PANGKALAN BUN, TABALIEN.com – Persidangan kasus kriminalisasi Kepala Desa Tempayung, Syachyunie, kembali berlangsung di Pengadilan Negeri Pangkalan Bun dengan agenda pemeriksaan lima saksi, Selasa (25/2/2025).
Sidang yang dimulai pukul 11.00 WIB menghadirkan tiga karyawan PT Sungai Rangit Sampoerna Agro Tbk—Azmi Zaky, Taufan Purnama Putra, dan Bima—serta dua warga Desa Tempayung yang hadir saat peristiwa pemortalan lahan.
Dalam kesaksiannya, Azmi dan Taufan menyatakan bahwa tindakan pemortalan diinisiasi oleh terdakwa Syachyunie.
Mereka juga mengklaim luas perkebunan sawit perusahaan di Desa Tempayung sekitar 1.000 hektar dengan warga menuntut hak plasma 20 persen dari total wilayah desa.
Di sidang, kedua saksi tidak mampu memberikan bukti konkret saat diminta menjelaskan dasar pernyataan tersebut.
Mereka mengakui tidak mengetahui persis tindakan terdakwa saat peristiwa pemortalan pada April 2024, dan tidak dapat mengutip pernyataan yang menunjukkan aksi tersebut merupakan ide tunggal dari Kades Tempayung.
Sebaliknya, Mulyanto, anggota Badan Perwakilan Desa (BPD) Tempayung, memberikan kesaksian berbeda.
“Surat-surat protes dan pemberitahuan pemortalan dilengkapi dengan tanda tangan ratusan warga Tempayung yang tergabung dalam Masyarakat Tempayung Bersatu,” ujarnya, menegaskan aksi tersebut merupakan aspirasi murni warga sejak 2022.
Hajat, saksi kedua dari masyarakat, membenarkan pernyataan tersebut. Menurutnya, aksi itu berasal dari keresahan seluruh warga yang belum mendapatkan hak 20 persen kebun plasma dari perusahaan.
Di akhir persidangan, Taufan mengakui tidak mengetahui jumlah pasti luas lahan dan mengubah keterangannya tentang dasar perhitungan hak plasma—bukan berdasarkan luas desa, melainkan luas kebun.

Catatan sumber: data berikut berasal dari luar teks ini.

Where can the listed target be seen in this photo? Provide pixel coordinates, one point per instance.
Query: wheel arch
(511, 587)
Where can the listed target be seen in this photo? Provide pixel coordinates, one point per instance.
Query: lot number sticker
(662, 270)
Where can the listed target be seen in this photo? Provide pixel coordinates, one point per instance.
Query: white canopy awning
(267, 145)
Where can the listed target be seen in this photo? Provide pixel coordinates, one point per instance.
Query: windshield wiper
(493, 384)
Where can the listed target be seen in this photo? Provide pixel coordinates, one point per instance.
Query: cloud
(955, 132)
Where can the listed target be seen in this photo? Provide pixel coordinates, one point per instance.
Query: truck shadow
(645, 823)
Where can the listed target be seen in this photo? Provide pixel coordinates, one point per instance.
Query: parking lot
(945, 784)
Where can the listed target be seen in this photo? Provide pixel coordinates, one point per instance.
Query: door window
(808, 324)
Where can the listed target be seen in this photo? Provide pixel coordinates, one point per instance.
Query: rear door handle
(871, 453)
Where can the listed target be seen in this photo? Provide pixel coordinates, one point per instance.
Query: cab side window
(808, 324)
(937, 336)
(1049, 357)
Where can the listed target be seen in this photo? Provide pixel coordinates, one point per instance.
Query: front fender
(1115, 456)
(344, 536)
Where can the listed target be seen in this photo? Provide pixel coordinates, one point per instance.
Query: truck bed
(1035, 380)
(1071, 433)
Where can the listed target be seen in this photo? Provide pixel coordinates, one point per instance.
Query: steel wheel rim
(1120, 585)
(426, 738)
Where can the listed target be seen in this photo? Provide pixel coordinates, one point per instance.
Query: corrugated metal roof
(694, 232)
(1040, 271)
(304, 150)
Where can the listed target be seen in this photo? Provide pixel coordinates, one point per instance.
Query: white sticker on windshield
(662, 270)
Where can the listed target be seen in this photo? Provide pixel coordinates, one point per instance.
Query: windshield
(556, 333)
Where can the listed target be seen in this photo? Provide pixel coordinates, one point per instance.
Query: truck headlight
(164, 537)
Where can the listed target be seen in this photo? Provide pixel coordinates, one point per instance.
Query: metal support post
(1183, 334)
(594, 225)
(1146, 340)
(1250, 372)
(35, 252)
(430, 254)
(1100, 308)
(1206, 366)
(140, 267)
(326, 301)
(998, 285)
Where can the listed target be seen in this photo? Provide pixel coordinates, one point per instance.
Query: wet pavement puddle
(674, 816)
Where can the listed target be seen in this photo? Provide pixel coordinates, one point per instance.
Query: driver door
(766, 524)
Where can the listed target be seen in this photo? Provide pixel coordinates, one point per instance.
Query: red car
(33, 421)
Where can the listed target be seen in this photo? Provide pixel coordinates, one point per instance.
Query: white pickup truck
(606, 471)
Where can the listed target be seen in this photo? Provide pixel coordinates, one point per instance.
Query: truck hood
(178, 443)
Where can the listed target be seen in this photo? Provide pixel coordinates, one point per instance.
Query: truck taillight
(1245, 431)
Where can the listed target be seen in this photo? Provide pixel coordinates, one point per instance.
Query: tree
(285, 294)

Perkara ini bermula dari tuntutan masyarakat Desa Tempayung yang merasa dirugikan oleh PT Sungai Rangit Sampoerna Agro yang beroperasi sejak 1999. Perusahaan tersebut dituding belum melaksanakan kewajiban menyediakan kemitraan plasma sesuai UU No. 39/2014 tentang Perkebunan dan PP No. 18/2021.
Majelis hakim dan juga pengacara dari Tim PHD AMAN Kobar dan PIL-Net, sempat memperingatkan para saksi untuk tidak memberikan keterangan palsu yang dapat diancam pidana sesuai Pasal 242 KUHP.